Превратившись из часового в караульного, Андрон разоружился, зашёл на кухню к своим, перекусить, и со спокойной совестью отправился в роту — всякие там проверки, «зеленые» полковники тревоги «бури» ему были по боку, по крайней мере до конца наряда. Он часовой, лицо неприкосновенное…

Как бы не так! Утром его высвистал к себе старший лейтенант Сотников.

— Лапин, снимаю тебя с наряда. Поступаешь в распоряжение подполковника Гусева, смотри не облажайся.

А сам озабоченно шмыгнул носом — вот чёртово начальство, думай теперь, кого ставить на флажок. Одна извилина, да и та от фуражки!

— Воин! — вкрадчиво изрёк подполковник Гусев, тот кто и в засаде, и на приваде, и на турнике всегда в строю. — Рядовой Лапин! Вы характеризуетесь своим командиром как образец верности присяге, соблюдения уставного распорядка… Воин! Рядовой Лапин! Доверие командиров нужно оправдать! Ни на минуту нельзя забывать, что постоянная боевая готовность, надёжная охрана объектов и борьба с малейшими проявлениями преступности всегда были и остаются главной задачей внутренних войск МВД СССР. Чтобы с наибольшим успехом выполнить её, необходима высокая степень политической сознательности…

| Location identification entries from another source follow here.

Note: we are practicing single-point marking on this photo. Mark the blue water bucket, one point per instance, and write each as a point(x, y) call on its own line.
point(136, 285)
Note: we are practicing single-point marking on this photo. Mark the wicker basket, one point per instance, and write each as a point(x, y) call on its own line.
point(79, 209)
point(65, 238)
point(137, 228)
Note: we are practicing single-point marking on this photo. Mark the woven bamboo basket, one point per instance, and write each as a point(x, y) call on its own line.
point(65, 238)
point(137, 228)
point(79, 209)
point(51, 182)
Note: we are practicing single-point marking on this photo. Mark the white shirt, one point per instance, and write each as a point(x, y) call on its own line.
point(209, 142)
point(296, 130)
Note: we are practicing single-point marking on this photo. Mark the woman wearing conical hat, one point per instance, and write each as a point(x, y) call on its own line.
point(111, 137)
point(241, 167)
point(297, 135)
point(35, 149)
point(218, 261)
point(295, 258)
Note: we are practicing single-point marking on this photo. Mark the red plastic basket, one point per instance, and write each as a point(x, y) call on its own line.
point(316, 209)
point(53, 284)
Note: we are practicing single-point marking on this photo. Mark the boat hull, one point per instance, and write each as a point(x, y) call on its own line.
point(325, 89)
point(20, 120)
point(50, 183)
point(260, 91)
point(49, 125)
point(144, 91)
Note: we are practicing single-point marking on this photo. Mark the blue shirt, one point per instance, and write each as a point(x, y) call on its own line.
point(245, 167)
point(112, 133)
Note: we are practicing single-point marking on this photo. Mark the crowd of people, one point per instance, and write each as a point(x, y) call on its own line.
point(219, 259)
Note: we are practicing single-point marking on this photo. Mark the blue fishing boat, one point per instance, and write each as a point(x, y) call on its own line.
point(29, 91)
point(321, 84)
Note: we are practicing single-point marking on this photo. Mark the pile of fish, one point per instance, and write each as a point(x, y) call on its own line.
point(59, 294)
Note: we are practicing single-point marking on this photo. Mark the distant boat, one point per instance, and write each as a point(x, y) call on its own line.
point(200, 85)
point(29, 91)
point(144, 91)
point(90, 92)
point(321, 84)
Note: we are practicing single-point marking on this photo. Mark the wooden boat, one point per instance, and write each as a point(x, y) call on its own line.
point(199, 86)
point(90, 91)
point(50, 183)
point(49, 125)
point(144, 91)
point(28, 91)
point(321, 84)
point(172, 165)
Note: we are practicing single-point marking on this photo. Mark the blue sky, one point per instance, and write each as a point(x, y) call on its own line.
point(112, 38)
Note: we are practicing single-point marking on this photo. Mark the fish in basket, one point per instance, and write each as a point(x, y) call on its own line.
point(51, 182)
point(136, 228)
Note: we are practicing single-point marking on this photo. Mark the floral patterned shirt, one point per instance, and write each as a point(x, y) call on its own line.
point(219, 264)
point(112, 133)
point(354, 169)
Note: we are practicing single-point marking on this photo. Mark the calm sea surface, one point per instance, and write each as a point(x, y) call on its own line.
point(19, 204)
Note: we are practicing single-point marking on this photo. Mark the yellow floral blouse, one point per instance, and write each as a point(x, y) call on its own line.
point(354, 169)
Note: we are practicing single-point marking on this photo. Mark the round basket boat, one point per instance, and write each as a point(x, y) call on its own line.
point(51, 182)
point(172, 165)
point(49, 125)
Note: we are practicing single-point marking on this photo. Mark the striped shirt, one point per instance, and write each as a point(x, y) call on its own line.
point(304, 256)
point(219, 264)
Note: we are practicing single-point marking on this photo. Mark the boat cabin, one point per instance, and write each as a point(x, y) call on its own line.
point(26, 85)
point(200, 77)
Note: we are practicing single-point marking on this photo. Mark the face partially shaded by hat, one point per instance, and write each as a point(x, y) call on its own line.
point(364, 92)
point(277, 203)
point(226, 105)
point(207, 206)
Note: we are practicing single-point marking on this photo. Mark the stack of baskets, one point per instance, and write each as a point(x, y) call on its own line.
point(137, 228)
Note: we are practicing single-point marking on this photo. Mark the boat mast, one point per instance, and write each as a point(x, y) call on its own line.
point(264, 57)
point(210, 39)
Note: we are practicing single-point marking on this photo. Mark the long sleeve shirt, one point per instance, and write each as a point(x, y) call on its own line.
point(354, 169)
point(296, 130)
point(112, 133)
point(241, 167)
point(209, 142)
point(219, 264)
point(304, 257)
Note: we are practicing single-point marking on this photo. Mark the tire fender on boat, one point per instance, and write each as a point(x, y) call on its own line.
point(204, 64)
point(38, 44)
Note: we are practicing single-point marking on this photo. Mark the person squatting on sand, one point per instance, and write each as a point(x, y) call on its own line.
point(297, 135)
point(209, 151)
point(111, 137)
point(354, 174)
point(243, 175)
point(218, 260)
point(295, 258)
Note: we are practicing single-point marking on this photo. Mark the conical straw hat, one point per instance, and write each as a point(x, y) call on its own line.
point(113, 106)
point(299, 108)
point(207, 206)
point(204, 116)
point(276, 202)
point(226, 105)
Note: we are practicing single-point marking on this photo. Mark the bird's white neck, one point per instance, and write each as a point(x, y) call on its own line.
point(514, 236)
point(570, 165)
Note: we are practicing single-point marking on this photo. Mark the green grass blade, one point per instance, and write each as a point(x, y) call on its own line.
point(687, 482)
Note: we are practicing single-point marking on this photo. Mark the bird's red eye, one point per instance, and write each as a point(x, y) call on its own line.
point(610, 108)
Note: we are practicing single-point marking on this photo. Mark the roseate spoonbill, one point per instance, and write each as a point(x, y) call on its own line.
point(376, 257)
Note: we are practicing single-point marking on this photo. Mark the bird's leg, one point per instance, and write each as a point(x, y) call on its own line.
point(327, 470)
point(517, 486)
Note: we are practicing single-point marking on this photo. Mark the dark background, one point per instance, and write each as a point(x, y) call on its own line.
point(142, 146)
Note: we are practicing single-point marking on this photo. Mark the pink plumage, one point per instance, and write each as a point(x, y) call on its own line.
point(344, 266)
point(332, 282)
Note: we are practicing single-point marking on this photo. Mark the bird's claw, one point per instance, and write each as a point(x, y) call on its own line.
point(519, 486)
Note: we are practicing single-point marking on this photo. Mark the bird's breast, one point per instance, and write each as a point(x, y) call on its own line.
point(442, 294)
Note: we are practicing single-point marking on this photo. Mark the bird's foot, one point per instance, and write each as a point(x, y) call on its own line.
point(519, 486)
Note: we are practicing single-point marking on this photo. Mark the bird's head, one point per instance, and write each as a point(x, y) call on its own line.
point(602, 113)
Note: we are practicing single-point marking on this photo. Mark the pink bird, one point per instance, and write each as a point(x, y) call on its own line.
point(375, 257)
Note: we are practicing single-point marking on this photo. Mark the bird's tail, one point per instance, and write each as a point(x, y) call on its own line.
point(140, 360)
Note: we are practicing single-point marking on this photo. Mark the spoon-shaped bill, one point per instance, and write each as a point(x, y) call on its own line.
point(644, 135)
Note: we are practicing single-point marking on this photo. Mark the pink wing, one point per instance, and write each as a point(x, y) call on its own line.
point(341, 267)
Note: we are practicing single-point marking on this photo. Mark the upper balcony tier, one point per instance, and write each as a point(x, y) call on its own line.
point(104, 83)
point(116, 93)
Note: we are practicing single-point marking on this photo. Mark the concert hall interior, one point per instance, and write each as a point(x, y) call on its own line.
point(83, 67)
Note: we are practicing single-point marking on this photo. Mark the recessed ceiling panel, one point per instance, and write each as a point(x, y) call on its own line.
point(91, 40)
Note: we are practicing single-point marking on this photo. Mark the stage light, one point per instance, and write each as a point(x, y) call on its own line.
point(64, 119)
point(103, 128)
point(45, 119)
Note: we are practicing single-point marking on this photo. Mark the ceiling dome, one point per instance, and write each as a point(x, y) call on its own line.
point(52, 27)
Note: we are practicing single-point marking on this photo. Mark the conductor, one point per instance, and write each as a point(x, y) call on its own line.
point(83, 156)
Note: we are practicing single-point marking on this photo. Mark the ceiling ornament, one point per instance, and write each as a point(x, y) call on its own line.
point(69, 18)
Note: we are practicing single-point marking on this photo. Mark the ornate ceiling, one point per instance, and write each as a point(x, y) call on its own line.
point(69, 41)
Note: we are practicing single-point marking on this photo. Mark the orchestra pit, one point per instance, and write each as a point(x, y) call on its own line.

Андрон доверительно вслушивался, смотрел внимательно и честно в начальственные очи, мутные, заплывшие, неопределённого цвета. Замполит напоминал ему девушку из дурацкого анекдота, только та хотела и молчала, а этот хочет и все говорит, говорит, говорит…

— А потому Коммунистическая партия, Центральный Комитет и лично министр МВД СССР генерал-полковник товарищ Щелоков настоятельно требуют — учиться военному делу настоящим образом. — Гусев замолчал, испытующе, из-под бровей посмотрел на Андрона и взял-таки быка за рога. — Воин! Лапин! Ты уже, наверное, заметил, что к нам в полк прибыли проверяющие. Из Москвы. Крайне важно охватить их культурной программой. Отправить в цирк. Достать билеты. Любой ценой. — Он с видимым усилием прервал поток красноречия и зашуршал бумажкой. — Вот, читай.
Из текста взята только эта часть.